The Last Day of Summer

The Last Day of Summer

Nov 01, 2025

The last week of August came quietly, like a breath the town forgot to let go. The cicadas had dulled, the nights turned softer, and the light changed in a way Lila couldn’t quite name. It made everything look temporary, as if the world itself were preparing to pack up and leave.

At the Bennett house, boxes had started to appear—Jake’s college things, her mother’s late-summer cleaning piles, and sketches Lila didn’t remember drawing. The blue truck still came and went, sometimes parked under the oak tree for hours without reason.

That Tuesday afternoon the air felt like the inside of a seashell—hollow, humming, pale.
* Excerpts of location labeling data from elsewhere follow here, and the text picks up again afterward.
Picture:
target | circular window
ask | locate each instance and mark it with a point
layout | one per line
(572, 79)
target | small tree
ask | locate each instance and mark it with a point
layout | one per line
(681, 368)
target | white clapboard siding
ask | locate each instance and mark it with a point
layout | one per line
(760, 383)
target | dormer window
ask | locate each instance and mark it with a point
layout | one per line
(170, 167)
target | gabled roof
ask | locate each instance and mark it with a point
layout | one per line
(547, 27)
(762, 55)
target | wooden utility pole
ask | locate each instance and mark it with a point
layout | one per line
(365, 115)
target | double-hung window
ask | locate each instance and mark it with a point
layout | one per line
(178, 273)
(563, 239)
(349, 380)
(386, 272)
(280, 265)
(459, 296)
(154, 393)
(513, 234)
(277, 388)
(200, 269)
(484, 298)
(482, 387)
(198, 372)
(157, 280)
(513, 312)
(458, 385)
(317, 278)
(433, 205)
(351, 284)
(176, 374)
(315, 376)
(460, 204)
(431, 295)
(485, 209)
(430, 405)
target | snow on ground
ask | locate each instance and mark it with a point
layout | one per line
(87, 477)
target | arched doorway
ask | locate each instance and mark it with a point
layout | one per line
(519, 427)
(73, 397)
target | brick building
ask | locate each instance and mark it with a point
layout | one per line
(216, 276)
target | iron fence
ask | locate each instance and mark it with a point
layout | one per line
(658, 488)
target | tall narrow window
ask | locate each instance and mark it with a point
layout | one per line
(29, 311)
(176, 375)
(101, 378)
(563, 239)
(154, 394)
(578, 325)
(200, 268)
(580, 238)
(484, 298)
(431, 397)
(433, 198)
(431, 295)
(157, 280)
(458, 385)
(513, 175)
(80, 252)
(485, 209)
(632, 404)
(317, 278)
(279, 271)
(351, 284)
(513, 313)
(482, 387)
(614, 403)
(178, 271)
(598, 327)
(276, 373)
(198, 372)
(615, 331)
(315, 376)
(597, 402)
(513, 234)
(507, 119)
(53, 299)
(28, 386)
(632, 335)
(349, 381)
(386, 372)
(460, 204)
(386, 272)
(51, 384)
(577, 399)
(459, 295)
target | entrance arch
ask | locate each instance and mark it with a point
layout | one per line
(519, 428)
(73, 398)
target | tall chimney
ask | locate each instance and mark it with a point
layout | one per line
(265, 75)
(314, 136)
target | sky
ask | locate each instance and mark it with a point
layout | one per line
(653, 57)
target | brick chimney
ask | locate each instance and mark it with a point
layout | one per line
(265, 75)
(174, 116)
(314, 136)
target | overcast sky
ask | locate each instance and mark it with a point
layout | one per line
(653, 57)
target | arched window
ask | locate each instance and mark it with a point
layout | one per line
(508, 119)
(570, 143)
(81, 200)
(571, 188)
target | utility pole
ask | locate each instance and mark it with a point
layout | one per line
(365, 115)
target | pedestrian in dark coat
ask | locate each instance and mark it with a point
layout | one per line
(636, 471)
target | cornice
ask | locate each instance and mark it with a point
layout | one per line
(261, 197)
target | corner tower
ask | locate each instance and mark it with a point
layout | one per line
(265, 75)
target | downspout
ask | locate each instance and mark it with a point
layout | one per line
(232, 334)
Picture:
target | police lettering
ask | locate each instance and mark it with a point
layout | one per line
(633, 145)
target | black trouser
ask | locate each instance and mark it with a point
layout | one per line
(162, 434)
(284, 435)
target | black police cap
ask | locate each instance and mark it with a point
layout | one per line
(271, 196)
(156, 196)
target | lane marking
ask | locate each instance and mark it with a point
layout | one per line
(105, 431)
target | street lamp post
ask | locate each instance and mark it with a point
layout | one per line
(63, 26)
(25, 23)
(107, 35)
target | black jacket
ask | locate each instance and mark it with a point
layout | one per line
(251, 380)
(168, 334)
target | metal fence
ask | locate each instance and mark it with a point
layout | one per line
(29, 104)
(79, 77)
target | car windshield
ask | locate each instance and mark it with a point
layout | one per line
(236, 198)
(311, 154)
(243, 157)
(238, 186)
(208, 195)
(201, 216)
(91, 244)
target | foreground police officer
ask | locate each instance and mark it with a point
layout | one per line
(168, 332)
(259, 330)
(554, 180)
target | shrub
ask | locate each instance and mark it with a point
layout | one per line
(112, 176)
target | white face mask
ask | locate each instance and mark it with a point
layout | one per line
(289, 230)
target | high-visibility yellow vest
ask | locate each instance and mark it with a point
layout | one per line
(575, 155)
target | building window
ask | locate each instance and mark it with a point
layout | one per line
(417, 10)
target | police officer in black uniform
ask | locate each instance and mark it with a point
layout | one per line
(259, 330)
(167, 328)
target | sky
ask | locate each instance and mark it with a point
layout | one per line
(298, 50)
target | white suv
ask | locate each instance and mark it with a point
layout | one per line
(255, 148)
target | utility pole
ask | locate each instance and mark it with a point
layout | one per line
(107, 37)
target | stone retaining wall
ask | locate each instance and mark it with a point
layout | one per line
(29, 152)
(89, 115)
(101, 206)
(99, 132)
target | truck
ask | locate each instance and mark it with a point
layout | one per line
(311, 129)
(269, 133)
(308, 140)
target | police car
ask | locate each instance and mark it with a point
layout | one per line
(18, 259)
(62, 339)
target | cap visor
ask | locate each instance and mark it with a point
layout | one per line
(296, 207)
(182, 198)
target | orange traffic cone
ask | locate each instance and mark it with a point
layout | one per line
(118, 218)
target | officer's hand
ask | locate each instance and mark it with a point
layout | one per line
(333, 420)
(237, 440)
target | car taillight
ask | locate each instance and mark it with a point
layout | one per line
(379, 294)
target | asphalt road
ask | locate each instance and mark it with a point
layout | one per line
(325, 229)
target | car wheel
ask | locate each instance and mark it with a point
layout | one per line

Lila was sitting on the porch steps with a jar of paintbrushes when Noah walked up the drive, sleeves rolled, a tired smile on his face.

“You planning to paint the whole house?”  
“Only the parts that annoy me.”  
“That’s a lot of house.”

He dropped onto the step beside her, close enough that their shoulders nearly touched. “Jake told me you finally sent in that portfolio,” he said.  
“Yeah.”  
“That’s good.”  
She shrugged. “Doesn’t mean anything.”  
“Sure it does.”  
“To you maybe.”  
“To anyone who’s been watching you draw since you were ten.”

She looked at him, but he was studying the sky. Clouds moved slow and low, thick as smoke. “You really remember that?”  
He nodded. “You drew the old water tower. It looked like it could float away.”

They sat in quiet for a while, the kind that felt comfortable and strange at once. Somewhere down the road a lawn mower started, then stopped. The wind shifted; the scent of rain drifted in from the hills.

“You leaving soon?” she asked.  
He didn’t answer right away. “End of the week. Got work back in the city.”  
“So this is it.”  
He smiled faintly. “Don’t make it sound like a funeral.”  
“Feels a little like one.”

A drop of rain hit the porch rail, then another. He glanced up. “Guess we’ve got time for one last storm.”  
“You and your storms.”  
“They make things honest.”

The rain came quicker than expected, slanting through the trees. They ran inside, laughing, water dripping from their hair. The living room smelled of dust and open windows. Lila grabbed a towel from the couch and tossed it to him.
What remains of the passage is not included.